Es verging einige Zeit, in der ich weinte, aber leise blieb, damit mich Steve nicht finden würde, denn ich wollte sein Gesicht einfach nicht mehr sehen und in der ich mir zum 10000 mal wünschte, anstelle meiner Eltern gestorben zu sein, als ich mich beobachtet fühlte. Verunsichert schaute ich auf und sah einen blonden jungen Mann an der Wand gegenüber von mir. Ich zuckte erschrocken zusammen, als ich ihn wahrnahm, doch er hatte etwas unglaublich Vertrautes. Ich kannte sein Gesicht, ich kannte die Züge, die in ihm zu sehen waren. Ich erinnerte mich an den blonden Mann aus meinen Erinnerungen, der sich um mich gekümmert hatte, als es mir einmal nicht gut gegangen ist, der oft mit uns etwas unternommen hatte, wenn ich so genau darüber nachdachte. Mit dem Mom und ich im Zoo gewesen waren, mit dem wir so viele Dinge gemacht hatten, von Spieleabenden bis zu Filmnächten. Und ich sah sie. Mom.

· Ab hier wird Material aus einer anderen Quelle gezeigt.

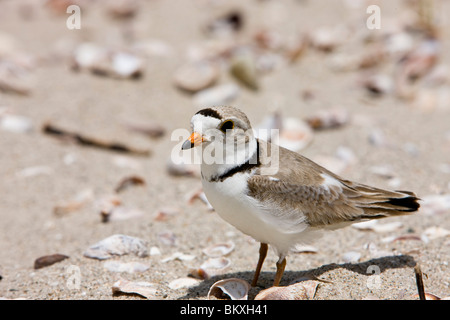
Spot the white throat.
[201,136,258,181]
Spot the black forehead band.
[196,108,222,120]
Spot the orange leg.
[252,243,269,287]
[273,257,286,287]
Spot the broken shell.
[73,43,143,79]
[352,220,403,233]
[305,108,350,129]
[112,279,158,299]
[16,166,53,178]
[359,74,394,96]
[278,118,313,152]
[115,176,145,193]
[202,241,234,258]
[161,252,196,263]
[53,189,94,217]
[207,10,244,36]
[123,121,166,138]
[174,61,220,92]
[153,207,181,221]
[193,83,239,107]
[103,261,150,273]
[230,53,259,90]
[423,227,450,240]
[342,251,361,263]
[188,189,214,211]
[169,277,200,290]
[310,25,349,52]
[100,206,145,222]
[83,234,148,260]
[255,280,319,300]
[0,112,33,133]
[166,157,199,177]
[207,278,251,300]
[190,257,231,279]
[420,193,450,215]
[157,231,177,247]
[34,253,69,269]
[107,0,139,19]
[292,244,319,253]
[0,59,32,95]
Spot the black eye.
[220,120,234,133]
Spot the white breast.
[202,173,312,253]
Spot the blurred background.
[0,0,450,299]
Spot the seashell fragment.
[153,207,181,221]
[107,0,139,19]
[112,279,158,299]
[16,166,53,178]
[207,10,244,36]
[420,193,450,215]
[207,278,251,300]
[169,277,200,290]
[53,189,94,217]
[161,252,196,263]
[103,261,150,273]
[202,241,234,258]
[73,43,143,79]
[360,74,394,96]
[278,118,313,152]
[114,176,145,193]
[174,61,220,92]
[0,110,33,133]
[0,57,32,95]
[193,83,239,107]
[342,251,361,263]
[34,253,69,269]
[423,226,450,240]
[100,206,145,222]
[190,257,231,279]
[255,280,319,300]
[352,220,403,233]
[157,231,177,247]
[230,52,259,90]
[83,234,148,260]
[305,108,350,130]
[188,189,214,211]
[124,121,166,138]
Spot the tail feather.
[357,193,420,219]
[347,184,420,220]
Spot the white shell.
[202,241,234,258]
[83,234,148,260]
[112,279,158,299]
[0,114,33,133]
[169,277,201,290]
[207,278,250,300]
[255,280,319,300]
[193,83,240,108]
[278,118,314,151]
[352,220,403,233]
[174,61,219,92]
[103,261,150,273]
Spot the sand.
[0,1,450,300]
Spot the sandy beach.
[0,0,450,300]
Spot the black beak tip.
[181,140,194,150]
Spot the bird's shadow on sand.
[180,255,416,300]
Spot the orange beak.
[181,132,203,150]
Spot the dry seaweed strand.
[42,123,150,156]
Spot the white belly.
[202,173,312,253]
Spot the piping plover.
[182,107,419,286]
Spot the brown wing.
[248,141,419,228]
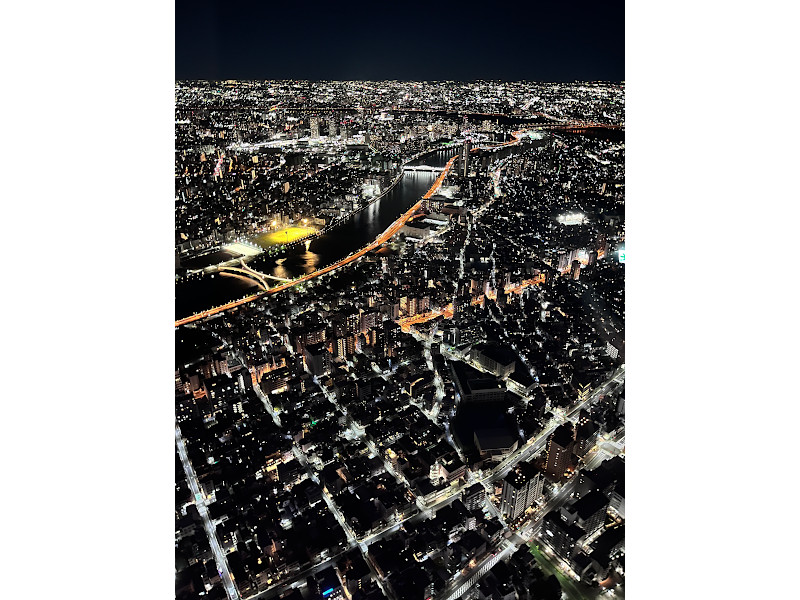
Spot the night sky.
[175,0,625,81]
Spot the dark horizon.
[175,0,625,83]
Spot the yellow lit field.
[252,227,316,248]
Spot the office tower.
[500,462,544,521]
[545,423,575,481]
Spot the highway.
[175,155,458,327]
[175,425,240,600]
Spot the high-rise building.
[545,422,575,481]
[303,343,330,377]
[500,462,544,521]
[461,483,486,510]
[569,260,581,279]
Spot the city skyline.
[175,80,625,600]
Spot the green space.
[251,227,316,250]
[528,543,598,600]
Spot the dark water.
[175,147,459,319]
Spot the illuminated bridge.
[403,165,444,173]
[218,260,291,290]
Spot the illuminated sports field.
[251,227,316,249]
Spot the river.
[175,146,460,319]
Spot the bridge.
[218,259,291,291]
[403,165,444,173]
[175,155,458,327]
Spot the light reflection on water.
[175,148,458,318]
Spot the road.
[175,425,241,600]
[175,155,458,327]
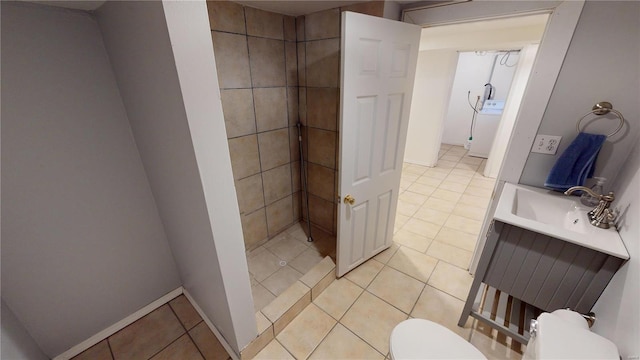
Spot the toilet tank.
[523,310,620,360]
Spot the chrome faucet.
[564,186,616,229]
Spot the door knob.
[344,195,356,205]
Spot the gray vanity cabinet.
[458,220,624,343]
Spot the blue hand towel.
[544,132,607,191]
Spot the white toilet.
[389,310,620,360]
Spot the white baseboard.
[53,286,184,360]
[183,289,240,360]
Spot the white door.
[337,12,421,276]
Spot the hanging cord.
[500,50,518,67]
[467,90,480,140]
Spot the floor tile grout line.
[316,284,382,354]
[165,304,208,359]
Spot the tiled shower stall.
[207,1,384,309]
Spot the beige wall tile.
[284,41,298,86]
[284,15,297,41]
[307,88,338,131]
[340,1,384,17]
[267,196,293,236]
[297,42,307,86]
[253,87,288,132]
[240,208,267,249]
[207,1,245,34]
[236,174,264,214]
[290,162,302,192]
[169,295,202,330]
[340,291,407,354]
[306,163,335,201]
[307,128,336,169]
[189,322,229,360]
[262,164,291,205]
[287,87,299,127]
[229,135,260,179]
[244,6,284,40]
[292,191,302,222]
[298,87,307,124]
[247,36,287,87]
[309,194,334,232]
[151,334,204,360]
[309,324,384,360]
[305,9,340,41]
[258,129,290,171]
[367,266,424,314]
[289,127,302,164]
[305,39,340,88]
[73,339,113,360]
[109,304,185,359]
[296,15,306,41]
[211,31,251,89]
[276,304,336,359]
[220,89,256,138]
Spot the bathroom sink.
[494,183,629,259]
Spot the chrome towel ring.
[576,101,624,137]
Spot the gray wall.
[520,1,640,190]
[0,300,48,360]
[97,1,257,352]
[593,138,640,359]
[1,2,180,356]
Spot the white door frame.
[402,0,584,273]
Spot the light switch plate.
[531,134,562,155]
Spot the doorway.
[394,14,548,270]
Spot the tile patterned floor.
[73,295,230,360]
[247,223,336,311]
[74,145,521,360]
[256,145,521,359]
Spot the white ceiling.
[21,0,421,16]
[26,0,106,11]
[235,0,376,16]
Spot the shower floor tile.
[247,222,336,312]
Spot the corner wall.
[97,1,257,353]
[519,1,640,191]
[593,138,640,359]
[0,2,181,358]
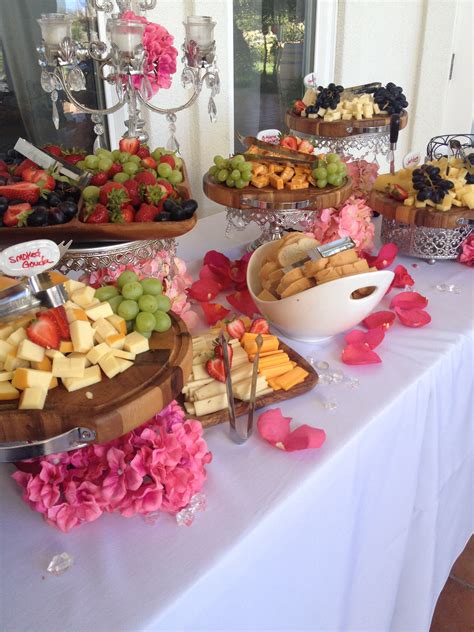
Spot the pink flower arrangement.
[122,11,178,94]
[13,402,212,532]
[310,195,375,252]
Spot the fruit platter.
[0,138,197,243]
[285,82,408,138]
[0,271,192,442]
[182,317,318,427]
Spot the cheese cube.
[123,331,150,355]
[18,386,48,410]
[71,285,95,307]
[53,356,86,378]
[86,301,114,321]
[16,338,45,362]
[99,353,122,378]
[6,327,27,347]
[12,367,53,391]
[0,382,20,402]
[86,342,110,364]
[107,314,127,336]
[63,366,102,393]
[70,320,94,356]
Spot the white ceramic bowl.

Ich stand auf, ungläubig. Machte einige Schritte auf ihn zu, die Tränen, die immer noch meine Wangen runter liefen waren mir völlig egal, mein Gesicht ein wenig zur Seite gebeugt und die Verwirrung war mir aufs Gesicht geschrieben, genauso wie die Überraschung, die ich fühlte. Ich sah ihre Gesichtszüge, ihre Stupsnase, die sie mir ebenfalls vererbt hatte, ich sah ihre Augenform, die Grübchen, die auch sie beim Lachen hatte, sie zeichneten sich sanft auf seinem Gesicht ab, jetzt, da er nicht lachte.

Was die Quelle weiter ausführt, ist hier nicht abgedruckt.